Johnson County Community College in Kansas City, Kansas, is a pioneer in entrepreneurship education. In fact, many of its students today weren’t even born yet when JCCC launched its entrepreneurship program in 1992.
Adjunct Professor Joe Magnant has been in a prime position to observe the program’s ebbs and flows over the past three decades. For 15 of those years, he’s been riding the current along with the college as one of its go-to educators in the Entrepreneurial Mindset course.
A Long-Standing Passion Project
Magnant is still as passionate about the content as he was when he first attended Ice House facilitator certification training and met Gary Schoeniger, CEO of The Entrepreneurial Learning Initiative, and Clifton Taulbert, whose experiences inspired the book Who Owns the Ice House? Eight Life Lessons from an Unlikely Entrepreneur.
“There’s nothing new or revolutionary in the Ice House model, but it groups the key elements of a successful future in a way people can understand. I often phrase it as ‘things your mama taught you, but you might have forgotten,’” Magnant said.
ELI, JCCC, and the Ewing Marion Kauffman Foundation (a Kansas City-area nonprofit that fosters entrepreneurship) worked closely on rolling out the Ice House model at the secondary level for many years.
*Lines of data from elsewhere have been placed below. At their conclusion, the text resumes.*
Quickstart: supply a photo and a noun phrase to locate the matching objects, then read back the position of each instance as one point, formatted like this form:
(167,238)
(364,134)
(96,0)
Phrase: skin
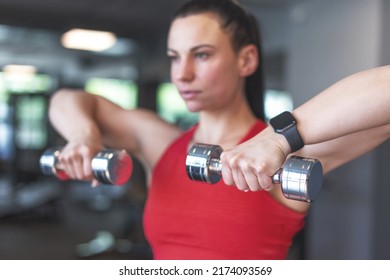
(210,77)
(343,122)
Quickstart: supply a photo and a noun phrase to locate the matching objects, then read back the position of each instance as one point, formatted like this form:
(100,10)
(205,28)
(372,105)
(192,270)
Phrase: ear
(248,60)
They collaborated to develop course materials and ensured ELI’s curriculum met colleges’ rigorous criteria for student outcomes. JCCC professors helped develop assignments, reflections, and activities that are still used widely today.
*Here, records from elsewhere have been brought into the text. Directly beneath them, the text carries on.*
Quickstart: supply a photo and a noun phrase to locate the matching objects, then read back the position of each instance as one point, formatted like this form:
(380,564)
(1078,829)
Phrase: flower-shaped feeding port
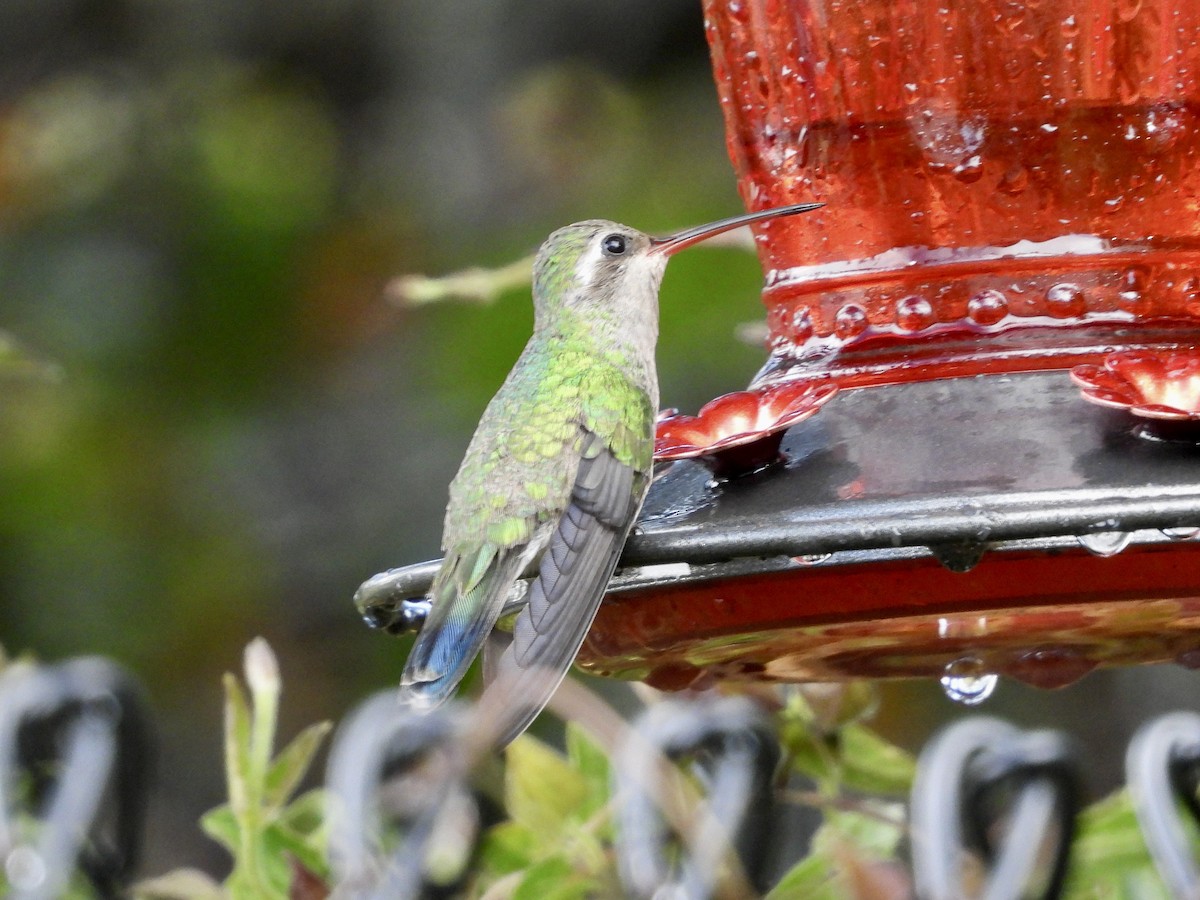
(1163,389)
(741,432)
Magnant credits former JCCC Professor and Chair of Entrepreneurship Donna Duffey with shaping the implementation of the Ice House model on campus and instilling an entrepreneurial mindset in her colleagues in ways that have stood the test of time. For example, in the transition to online learning during the COVID pandemic, JCCC was “very proactive in rethinking how education is delivered via online and blended courses,” Magnant said.
‘A Critical Success Factor’
For the past several years, Magnant has taught Entrepreneurial Mindset courses exclusively online in an asynchronous format. He has noticed that the students drawn to it tend to be very committed to developing their skills and knowledge in pursuit of opportunities to create value for others. “These are people who have taken responsibility for doing what needs to be done,” he said.
Many of his students are on the path to receiving associate degrees. Some are also seeking JCCC’s entrepreneurship certificate. It includes four courses that cover the fundamentals of successful self-employment: Introduction to Entrepreneurship, Entrepreneurial Mindset, Operational Analysis, and Business Planning. Because faculty can leverage the content so well into other programs, their majors might be as diverse as culinary, horticulture, fashion design, or HVAC.
Magnant emphasizes to his students that the eight life lessons—things like personal choice, community, persistence, and knowledge—are necessary whether they go on to start their own businesses or not. “They’re a critical success factor in business as well as individual growth,” he said.
With more than 35 years as an adjunct professor under his belt—concurrent with a 30-year career as a software engineer at Hallmark—Magnant feels a strong sense of pride in JCCC’s accomplishments at the vanguard of leveraging the Ice House model into its courses. It navigated the difficult process of change and continued to grow and learn from its own successes and challenges.
Magnant isn’t quite ready to retire from leading Entrepreneurial Mindset courses at JCCC. Not because he loves lecturing online, but because he loves that it allows him to start students on a proven path to achieving their goals and making an impact on the world. “This is why I do what I do,” he said.